|Bees Pollinating A Meyer Lemon Tree|
We have 2 lemon trees, one Eureka and one Meyer lemon tree. We also have a few other citrus but only two lemon trees. They both have very large thorns on them, something I was not really aware of before I got them. Not that they really get in the way but they are unusually large. It is not difficult to care for as long as it gets a supply of water and sun. It does best in sandy soils. Each mature tree can be expected to produce approximately 300 pounds of fruit per year. Some varieties are seasonal producers and others are ever bearing. Florida has all the right ingredients to grow a wide variety of citrus, which is well known by most. All told citrus has a 9 billion dollar per year impact on the Florida economy and employs 75000 people to cultivate it.

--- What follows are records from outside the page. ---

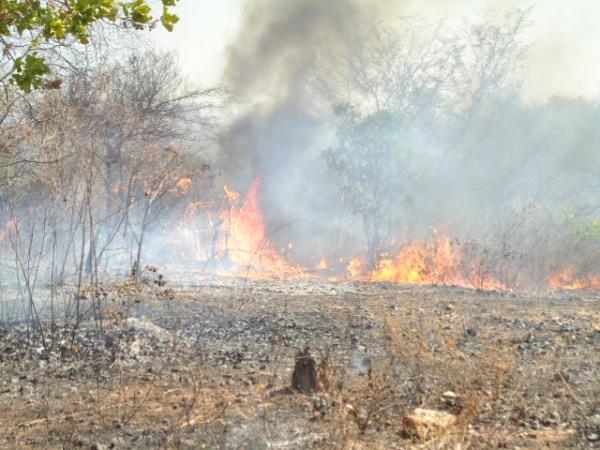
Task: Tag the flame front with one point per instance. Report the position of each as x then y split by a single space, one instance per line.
236 240
245 242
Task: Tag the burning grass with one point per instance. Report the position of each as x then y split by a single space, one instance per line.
243 246
212 368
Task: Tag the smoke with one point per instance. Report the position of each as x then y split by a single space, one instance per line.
278 69
282 127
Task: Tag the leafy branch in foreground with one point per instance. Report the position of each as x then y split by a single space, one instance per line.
32 22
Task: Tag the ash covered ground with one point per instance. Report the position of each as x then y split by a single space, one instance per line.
210 366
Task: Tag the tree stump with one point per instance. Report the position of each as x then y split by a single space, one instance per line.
304 378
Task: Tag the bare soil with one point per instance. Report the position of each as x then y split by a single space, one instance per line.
210 366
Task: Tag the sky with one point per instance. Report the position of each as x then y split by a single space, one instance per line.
564 58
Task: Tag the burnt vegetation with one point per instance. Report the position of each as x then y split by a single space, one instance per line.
365 238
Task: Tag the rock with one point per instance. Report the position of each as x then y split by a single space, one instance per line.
425 422
304 377
592 436
361 363
550 438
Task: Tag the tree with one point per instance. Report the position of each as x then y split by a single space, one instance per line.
371 163
26 25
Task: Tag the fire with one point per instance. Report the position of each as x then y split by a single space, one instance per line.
323 264
234 237
568 280
246 243
436 261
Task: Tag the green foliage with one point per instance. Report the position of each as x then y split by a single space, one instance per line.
37 21
372 163
372 166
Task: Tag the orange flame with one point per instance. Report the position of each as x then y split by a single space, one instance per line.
568 280
246 243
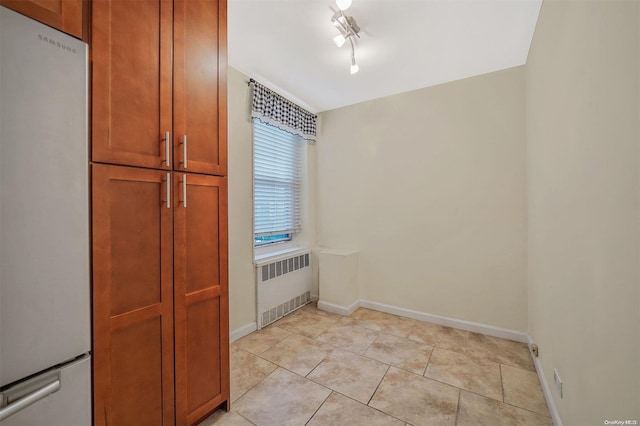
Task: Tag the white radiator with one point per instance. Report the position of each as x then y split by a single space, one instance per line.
283 285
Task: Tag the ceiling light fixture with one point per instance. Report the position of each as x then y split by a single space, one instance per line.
349 30
343 4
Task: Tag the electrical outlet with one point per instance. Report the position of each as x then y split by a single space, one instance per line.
558 381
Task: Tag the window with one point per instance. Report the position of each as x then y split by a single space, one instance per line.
276 184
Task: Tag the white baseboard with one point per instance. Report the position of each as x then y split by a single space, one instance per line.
337 309
243 331
475 327
553 409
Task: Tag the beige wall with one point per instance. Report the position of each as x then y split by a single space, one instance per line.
430 187
583 194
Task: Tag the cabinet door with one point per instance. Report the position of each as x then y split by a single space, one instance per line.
201 295
132 297
131 99
65 15
200 112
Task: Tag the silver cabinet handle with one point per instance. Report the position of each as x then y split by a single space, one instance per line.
31 398
184 151
167 138
168 190
184 190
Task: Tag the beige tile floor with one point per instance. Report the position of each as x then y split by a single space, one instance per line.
371 368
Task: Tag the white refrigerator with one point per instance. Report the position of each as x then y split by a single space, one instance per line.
45 340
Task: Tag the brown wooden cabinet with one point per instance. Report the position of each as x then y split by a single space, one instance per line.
201 295
159 69
160 286
65 15
159 265
132 297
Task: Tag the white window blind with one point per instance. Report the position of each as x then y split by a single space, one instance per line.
277 170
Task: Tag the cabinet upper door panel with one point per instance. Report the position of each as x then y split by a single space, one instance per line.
200 86
65 15
131 100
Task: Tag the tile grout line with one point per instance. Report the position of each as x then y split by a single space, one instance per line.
458 407
502 383
319 406
379 383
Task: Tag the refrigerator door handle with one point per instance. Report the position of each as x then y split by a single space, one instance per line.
30 399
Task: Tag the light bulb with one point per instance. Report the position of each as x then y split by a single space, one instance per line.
343 4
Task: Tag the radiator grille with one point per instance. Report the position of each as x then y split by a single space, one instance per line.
281 267
283 286
279 311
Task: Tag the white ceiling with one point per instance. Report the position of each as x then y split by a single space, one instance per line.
404 45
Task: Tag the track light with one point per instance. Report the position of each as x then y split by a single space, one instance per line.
354 67
339 40
348 28
343 4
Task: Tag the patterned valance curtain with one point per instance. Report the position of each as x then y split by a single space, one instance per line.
271 108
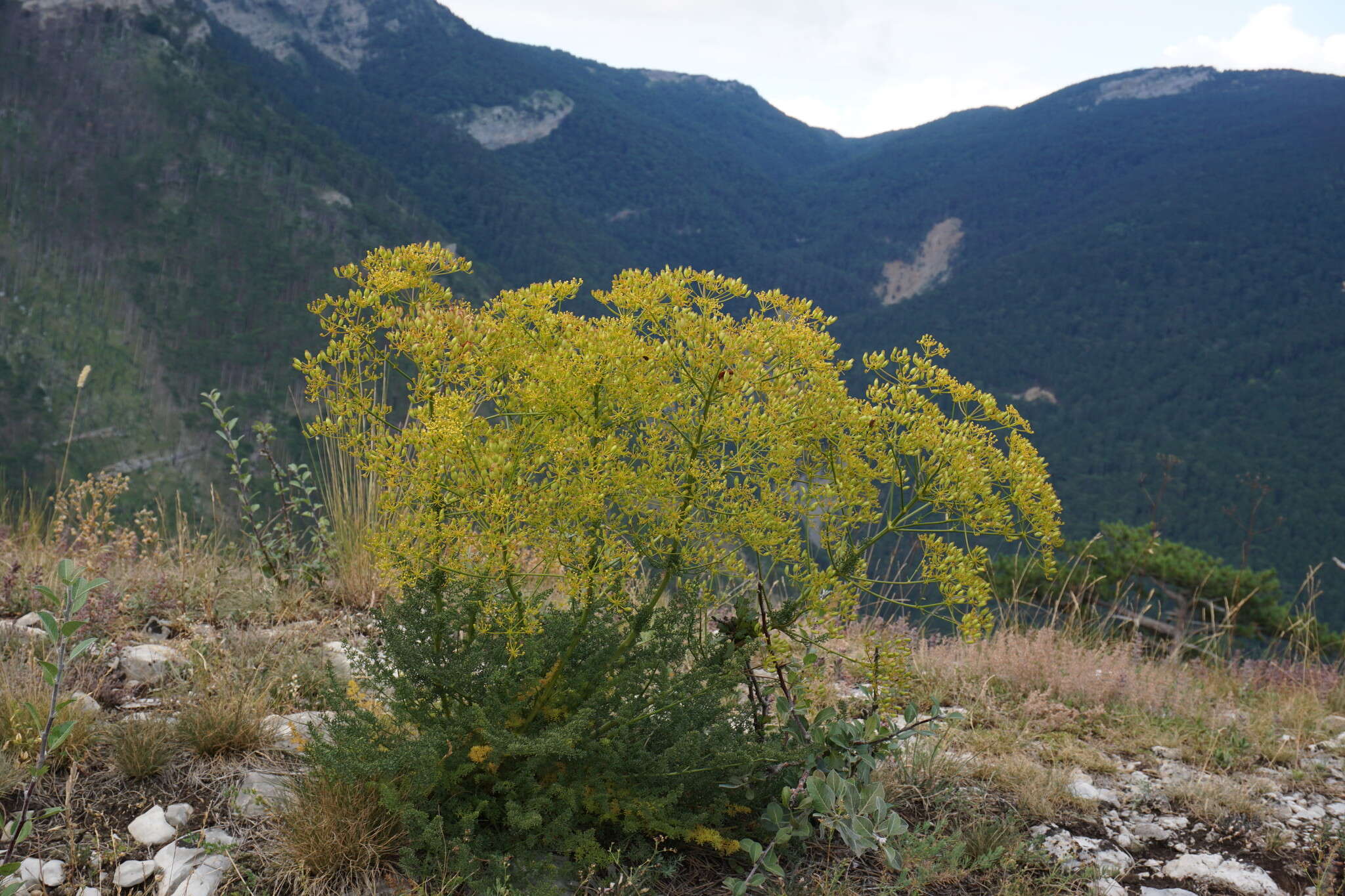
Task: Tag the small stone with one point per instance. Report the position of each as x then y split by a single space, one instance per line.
1149 830
338 656
178 815
132 874
205 879
1113 860
53 874
218 837
291 733
1083 788
1106 887
260 790
30 870
152 828
175 863
1212 870
85 703
150 662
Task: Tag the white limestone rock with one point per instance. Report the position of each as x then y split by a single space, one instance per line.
1083 788
205 879
132 874
151 662
338 656
152 828
218 837
175 863
178 815
53 874
291 733
1216 871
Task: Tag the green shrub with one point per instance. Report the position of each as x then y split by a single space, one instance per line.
617 534
640 748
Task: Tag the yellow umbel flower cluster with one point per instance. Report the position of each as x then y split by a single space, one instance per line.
667 444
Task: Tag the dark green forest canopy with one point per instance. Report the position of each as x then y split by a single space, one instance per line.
1166 270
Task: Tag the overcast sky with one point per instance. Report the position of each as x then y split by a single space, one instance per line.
866 66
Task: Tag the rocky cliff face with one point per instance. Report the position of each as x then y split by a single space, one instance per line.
1149 85
529 120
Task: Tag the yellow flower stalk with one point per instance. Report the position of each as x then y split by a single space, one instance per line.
698 437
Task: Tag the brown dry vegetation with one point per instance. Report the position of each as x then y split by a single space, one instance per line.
1039 706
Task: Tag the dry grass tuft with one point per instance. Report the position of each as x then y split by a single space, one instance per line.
1219 801
217 726
20 734
12 775
332 836
143 747
1049 661
1039 793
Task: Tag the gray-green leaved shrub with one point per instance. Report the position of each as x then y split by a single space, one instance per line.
638 756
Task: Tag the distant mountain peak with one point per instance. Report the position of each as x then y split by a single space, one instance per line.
1152 83
342 30
661 77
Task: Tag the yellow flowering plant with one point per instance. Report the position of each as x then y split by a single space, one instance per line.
692 449
665 445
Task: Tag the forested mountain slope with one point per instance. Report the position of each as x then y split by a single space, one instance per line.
1149 263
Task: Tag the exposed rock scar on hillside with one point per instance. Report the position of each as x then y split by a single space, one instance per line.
337 28
1158 82
1034 394
529 120
903 280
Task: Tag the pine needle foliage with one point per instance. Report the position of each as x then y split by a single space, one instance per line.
440 723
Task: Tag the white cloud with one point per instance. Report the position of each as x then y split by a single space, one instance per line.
1270 39
904 104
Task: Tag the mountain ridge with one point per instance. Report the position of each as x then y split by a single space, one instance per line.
1155 249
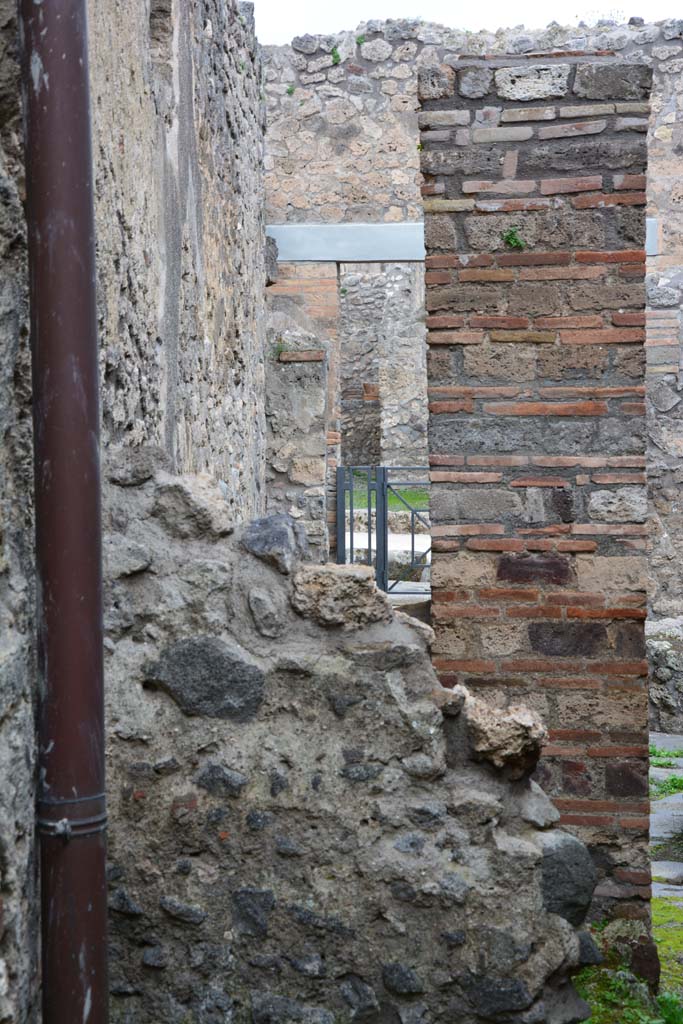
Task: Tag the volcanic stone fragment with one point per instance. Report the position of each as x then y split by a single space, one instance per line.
211 677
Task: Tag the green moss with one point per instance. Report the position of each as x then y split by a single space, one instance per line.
671 849
512 239
668 929
666 786
615 996
659 752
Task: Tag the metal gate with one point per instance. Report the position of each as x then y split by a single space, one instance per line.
383 520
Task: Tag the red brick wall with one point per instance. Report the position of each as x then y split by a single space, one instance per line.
537 426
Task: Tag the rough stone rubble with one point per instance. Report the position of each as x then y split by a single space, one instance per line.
307 826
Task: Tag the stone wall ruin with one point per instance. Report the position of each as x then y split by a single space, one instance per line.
240 827
306 826
539 502
342 146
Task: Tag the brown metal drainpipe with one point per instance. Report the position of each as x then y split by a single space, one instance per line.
63 333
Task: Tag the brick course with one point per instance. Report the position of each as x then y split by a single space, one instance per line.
539 538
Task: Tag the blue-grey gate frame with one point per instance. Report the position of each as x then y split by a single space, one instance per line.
379 486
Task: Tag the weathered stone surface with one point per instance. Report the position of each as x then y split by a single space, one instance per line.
252 909
568 639
535 82
305 44
209 677
621 505
534 568
339 595
435 82
184 912
268 612
376 50
278 540
188 512
512 739
620 82
401 980
219 780
568 877
286 823
474 83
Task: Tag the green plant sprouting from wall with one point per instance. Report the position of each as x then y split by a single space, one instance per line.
512 239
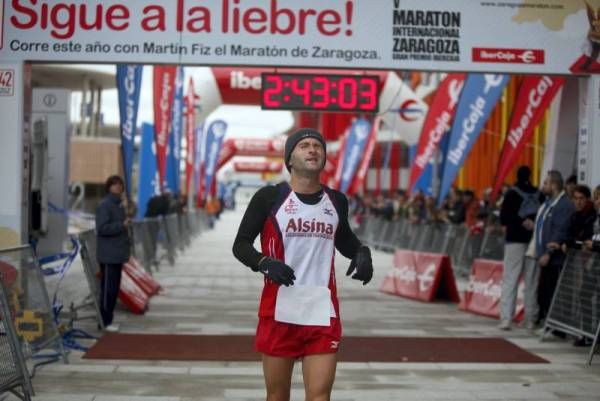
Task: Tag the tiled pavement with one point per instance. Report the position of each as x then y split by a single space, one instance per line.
209 292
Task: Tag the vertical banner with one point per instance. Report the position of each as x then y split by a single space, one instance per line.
148 184
437 124
129 82
173 182
164 88
214 140
351 153
199 141
535 95
480 94
359 178
190 134
402 111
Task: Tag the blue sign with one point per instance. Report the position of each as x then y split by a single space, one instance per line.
214 140
129 80
199 142
479 96
173 183
148 179
354 151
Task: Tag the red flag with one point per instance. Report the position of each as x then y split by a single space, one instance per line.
337 178
164 91
190 121
361 173
437 123
535 95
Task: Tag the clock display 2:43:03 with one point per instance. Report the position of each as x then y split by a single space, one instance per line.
352 93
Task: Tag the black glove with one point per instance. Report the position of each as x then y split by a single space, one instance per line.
362 264
277 271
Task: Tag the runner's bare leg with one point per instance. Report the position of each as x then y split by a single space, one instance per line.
319 373
278 377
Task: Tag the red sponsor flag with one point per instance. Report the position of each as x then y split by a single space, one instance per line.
535 95
164 91
337 176
437 123
359 177
190 121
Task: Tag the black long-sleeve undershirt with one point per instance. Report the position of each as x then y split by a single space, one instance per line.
258 211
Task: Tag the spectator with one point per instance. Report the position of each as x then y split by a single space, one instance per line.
112 247
583 220
400 205
594 243
570 186
551 230
455 208
518 225
416 210
471 207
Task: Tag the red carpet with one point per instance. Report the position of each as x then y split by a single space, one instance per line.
352 349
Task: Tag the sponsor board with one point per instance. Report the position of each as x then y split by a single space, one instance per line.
461 35
422 276
515 56
482 294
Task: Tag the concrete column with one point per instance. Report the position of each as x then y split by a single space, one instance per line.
83 109
15 114
588 145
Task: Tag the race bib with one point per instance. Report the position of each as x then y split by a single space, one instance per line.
304 305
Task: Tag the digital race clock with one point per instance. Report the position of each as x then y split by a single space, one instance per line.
320 92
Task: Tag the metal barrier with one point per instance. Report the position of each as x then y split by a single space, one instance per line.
575 307
144 249
172 226
13 369
30 305
91 269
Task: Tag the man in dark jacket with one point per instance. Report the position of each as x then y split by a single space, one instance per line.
518 224
582 231
551 229
113 247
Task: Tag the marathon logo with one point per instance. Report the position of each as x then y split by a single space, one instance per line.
511 56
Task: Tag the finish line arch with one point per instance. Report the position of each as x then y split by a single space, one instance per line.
420 35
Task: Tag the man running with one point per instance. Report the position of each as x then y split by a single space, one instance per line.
300 223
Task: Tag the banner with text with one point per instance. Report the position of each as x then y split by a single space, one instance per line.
175 133
401 110
534 98
129 82
422 276
199 162
518 36
214 140
190 124
437 124
479 96
482 294
164 88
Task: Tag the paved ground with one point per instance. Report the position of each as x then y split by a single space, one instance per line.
209 292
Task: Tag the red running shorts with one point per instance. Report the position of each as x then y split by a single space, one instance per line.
288 340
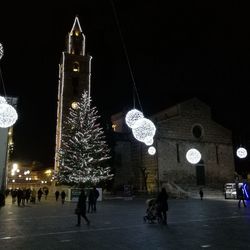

Lemon growing can be conducted using dry lemon seeds or from cuttings from a previous tree. Cuttings are faster than the use of seeds, which need time to produce seedlings. The seedlings may shoot after about 4 to 6 months and the growth of the seedling for a transplant taking between 3 to 6 months. You can select a method you find appealing to you for the lemon tree. Lemon trees are able to accommodate different soil types but prefer soil that drains well and that is slightly acidic. I set up irrigation to water them regularly. Frequent watering is needed to combat the moisture loss from the intense sun and obviously to produce plump fruit. Winter pruning the plant will help it better survive the cold and actually improve fruit production. Our trees are not yet fully grown but yet have produced some lemons, though the transplanting did stunt them in this first year. Looking forward to the spring to get a full lemon harvest and some wonderful summertime lemonade.